The Supreme Court in Malawi has affirmed the decision of the country’s Constitutional Court to nullify the country’s presidential elections — paving the way for fresh presidential elections which are due to be held later this year.
Embattled President Peter Mutharika, whose re-election in May 2019 was successfully overturned in court by the opposition and the Malawi Electoral Commission (MEC), had appealed the historic decision of the Constitutional Court delivered in February.
Mutharika narrowly won the disputed elections and now faces an uphill battle to win the forthcoming elections after major opposition parties formed an electoral alliance.
Echoing the previous decision of the Constitutional Court, the panel of seven Supreme Court judges, the highest court in the country, unanimously agreed that the management of the cancelled elections failed to meet constitutional tests due to a litany of irregularities.
The court also affirmed a radical new interpretation of the laws governing elections to mean presidential candidates should only be declared winners after attaining over 50+1% of the votes.
At the court, Lazarus Chakwera and Saulos Chilima, who lost presidential candidates in the discredited polls and petitioned the court to nullify the elections, and subsequently agreed to partner during the forthcoming elections, erupted with joy inside the small courtroom.
Ignoring the threat of the coronavirus, the two drove through the capital Lilongwe in an open-air vehicle, celebrating the court victory as scores of supporters jubilantly cheered and celebrated.
“I am very happy personally and very happy for the people of this country who have been waiting for justice,” Chakwera told the Mail & Guardian.

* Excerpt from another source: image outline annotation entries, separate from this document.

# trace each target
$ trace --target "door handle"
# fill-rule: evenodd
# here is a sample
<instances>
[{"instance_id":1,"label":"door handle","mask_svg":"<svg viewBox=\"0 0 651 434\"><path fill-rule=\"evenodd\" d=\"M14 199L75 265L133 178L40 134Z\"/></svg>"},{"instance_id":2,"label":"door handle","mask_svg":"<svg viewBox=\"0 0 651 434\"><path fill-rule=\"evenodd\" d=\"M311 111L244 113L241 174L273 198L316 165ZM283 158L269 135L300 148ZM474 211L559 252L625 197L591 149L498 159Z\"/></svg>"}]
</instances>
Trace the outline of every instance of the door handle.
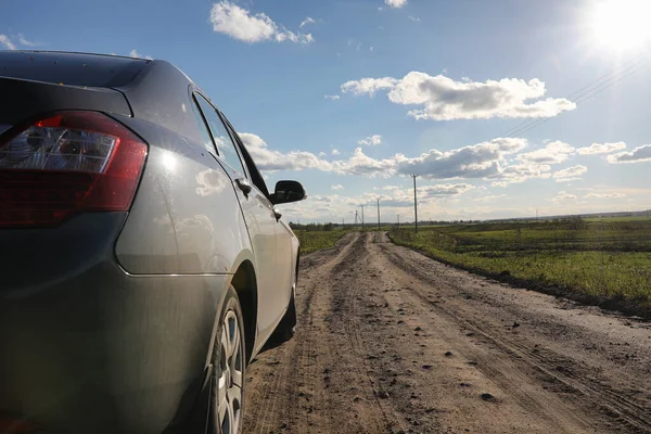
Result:
<instances>
[{"instance_id":1,"label":"door handle","mask_svg":"<svg viewBox=\"0 0 651 434\"><path fill-rule=\"evenodd\" d=\"M248 197L248 193L251 193L251 190L253 190L253 187L251 187L251 182L248 182L248 179L238 178L235 179L235 183L238 184L238 188L242 190L242 193L244 193L244 195Z\"/></svg>"}]
</instances>

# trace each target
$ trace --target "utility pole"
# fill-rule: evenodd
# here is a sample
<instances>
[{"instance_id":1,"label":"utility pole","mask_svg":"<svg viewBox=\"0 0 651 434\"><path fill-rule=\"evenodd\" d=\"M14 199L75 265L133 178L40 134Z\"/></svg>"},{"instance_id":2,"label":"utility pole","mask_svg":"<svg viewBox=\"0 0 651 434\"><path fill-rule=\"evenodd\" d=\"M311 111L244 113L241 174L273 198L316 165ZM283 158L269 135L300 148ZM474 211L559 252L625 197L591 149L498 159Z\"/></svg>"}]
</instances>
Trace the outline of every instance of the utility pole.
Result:
<instances>
[{"instance_id":1,"label":"utility pole","mask_svg":"<svg viewBox=\"0 0 651 434\"><path fill-rule=\"evenodd\" d=\"M380 230L380 199L378 199L378 230Z\"/></svg>"},{"instance_id":2,"label":"utility pole","mask_svg":"<svg viewBox=\"0 0 651 434\"><path fill-rule=\"evenodd\" d=\"M413 221L416 224L416 231L418 232L418 199L416 196L416 178L418 175L411 175L413 178Z\"/></svg>"},{"instance_id":3,"label":"utility pole","mask_svg":"<svg viewBox=\"0 0 651 434\"><path fill-rule=\"evenodd\" d=\"M363 232L363 205L361 206L361 231Z\"/></svg>"}]
</instances>

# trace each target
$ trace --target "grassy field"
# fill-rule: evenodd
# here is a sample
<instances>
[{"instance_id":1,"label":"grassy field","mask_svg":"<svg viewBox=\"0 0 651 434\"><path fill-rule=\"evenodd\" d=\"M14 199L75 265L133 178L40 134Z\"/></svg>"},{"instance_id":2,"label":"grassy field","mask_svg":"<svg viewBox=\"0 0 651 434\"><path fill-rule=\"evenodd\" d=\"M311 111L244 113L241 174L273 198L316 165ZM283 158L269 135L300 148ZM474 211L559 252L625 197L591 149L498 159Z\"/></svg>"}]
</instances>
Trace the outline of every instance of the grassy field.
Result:
<instances>
[{"instance_id":1,"label":"grassy field","mask_svg":"<svg viewBox=\"0 0 651 434\"><path fill-rule=\"evenodd\" d=\"M322 248L334 247L334 244L349 230L335 229L330 231L294 230L301 241L301 253L307 254Z\"/></svg>"},{"instance_id":2,"label":"grassy field","mask_svg":"<svg viewBox=\"0 0 651 434\"><path fill-rule=\"evenodd\" d=\"M445 261L607 298L651 304L651 219L488 222L392 230Z\"/></svg>"}]
</instances>

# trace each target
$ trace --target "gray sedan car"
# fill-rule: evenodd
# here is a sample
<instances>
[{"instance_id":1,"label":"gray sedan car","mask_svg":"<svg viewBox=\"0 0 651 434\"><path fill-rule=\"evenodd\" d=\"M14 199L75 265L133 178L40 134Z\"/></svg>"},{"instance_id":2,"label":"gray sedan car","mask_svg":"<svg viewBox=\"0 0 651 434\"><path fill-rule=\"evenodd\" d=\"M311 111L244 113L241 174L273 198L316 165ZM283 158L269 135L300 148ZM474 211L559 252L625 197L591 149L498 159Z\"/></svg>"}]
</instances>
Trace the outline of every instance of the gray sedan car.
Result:
<instances>
[{"instance_id":1,"label":"gray sedan car","mask_svg":"<svg viewBox=\"0 0 651 434\"><path fill-rule=\"evenodd\" d=\"M0 52L0 433L242 432L303 187L167 62Z\"/></svg>"}]
</instances>

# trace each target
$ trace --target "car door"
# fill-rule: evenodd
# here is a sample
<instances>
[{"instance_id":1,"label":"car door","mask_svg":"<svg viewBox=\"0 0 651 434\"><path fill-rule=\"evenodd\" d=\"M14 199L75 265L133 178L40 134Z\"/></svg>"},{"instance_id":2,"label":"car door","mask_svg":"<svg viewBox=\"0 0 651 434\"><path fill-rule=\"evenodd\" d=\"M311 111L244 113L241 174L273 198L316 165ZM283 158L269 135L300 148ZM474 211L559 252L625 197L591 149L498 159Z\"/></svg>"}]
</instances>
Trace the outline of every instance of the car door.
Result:
<instances>
[{"instance_id":1,"label":"car door","mask_svg":"<svg viewBox=\"0 0 651 434\"><path fill-rule=\"evenodd\" d=\"M217 111L201 93L194 94L206 118L213 140L217 148L216 158L231 178L240 206L246 220L248 235L255 255L255 269L258 291L257 332L267 336L278 322L279 312L284 306L276 296L277 279L277 245L276 216L269 199L254 183L242 164L238 146Z\"/></svg>"},{"instance_id":2,"label":"car door","mask_svg":"<svg viewBox=\"0 0 651 434\"><path fill-rule=\"evenodd\" d=\"M271 204L269 200L269 191L267 189L267 184L263 179L258 168L255 165L255 162L244 148L240 136L235 132L232 125L226 119L226 125L233 137L235 144L239 148L240 154L242 156L242 161L247 168L251 181L255 186L255 188L263 193L263 195L267 199L267 202L271 205L271 210L273 212L273 225L276 227L276 275L275 275L275 302L279 303L279 317L277 320L279 321L282 317L282 314L286 309L290 303L290 296L292 294L292 285L293 285L293 277L294 277L294 255L292 254L292 232L285 222L281 219L281 214L276 209L276 207Z\"/></svg>"}]
</instances>

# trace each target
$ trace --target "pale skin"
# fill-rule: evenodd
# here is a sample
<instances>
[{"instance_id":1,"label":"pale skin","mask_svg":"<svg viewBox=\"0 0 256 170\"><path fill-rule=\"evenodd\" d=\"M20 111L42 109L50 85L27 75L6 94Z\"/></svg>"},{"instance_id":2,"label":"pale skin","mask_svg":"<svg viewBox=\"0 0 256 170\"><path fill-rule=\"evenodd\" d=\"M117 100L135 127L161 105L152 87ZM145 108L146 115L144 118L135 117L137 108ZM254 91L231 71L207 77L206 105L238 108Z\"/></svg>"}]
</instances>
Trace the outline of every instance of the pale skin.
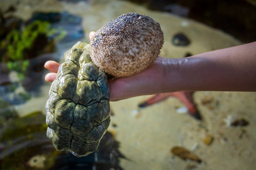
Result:
<instances>
[{"instance_id":1,"label":"pale skin","mask_svg":"<svg viewBox=\"0 0 256 170\"><path fill-rule=\"evenodd\" d=\"M46 62L51 72L46 81L56 79L59 66ZM256 91L256 42L183 58L159 56L143 72L110 79L109 84L113 101L179 91Z\"/></svg>"}]
</instances>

Chakwera also reiterated calls for members of the MEC, including its chairperson, Justice Jane Ansah, to resign immediately and make way for a new commission to administer the new elections.
The Constitutional Court delivered its February ruling amid tensions in Malawi after the disputed election sparked seven months of protests and the worst political crisis since the country’s return to democracy in 1994. Despite political turmoil and alleged attempts to bribe its judges, the Constitutional Court made history by becoming the second court in sub-Saharan Africa, after Kenya, to overturn presidential elections.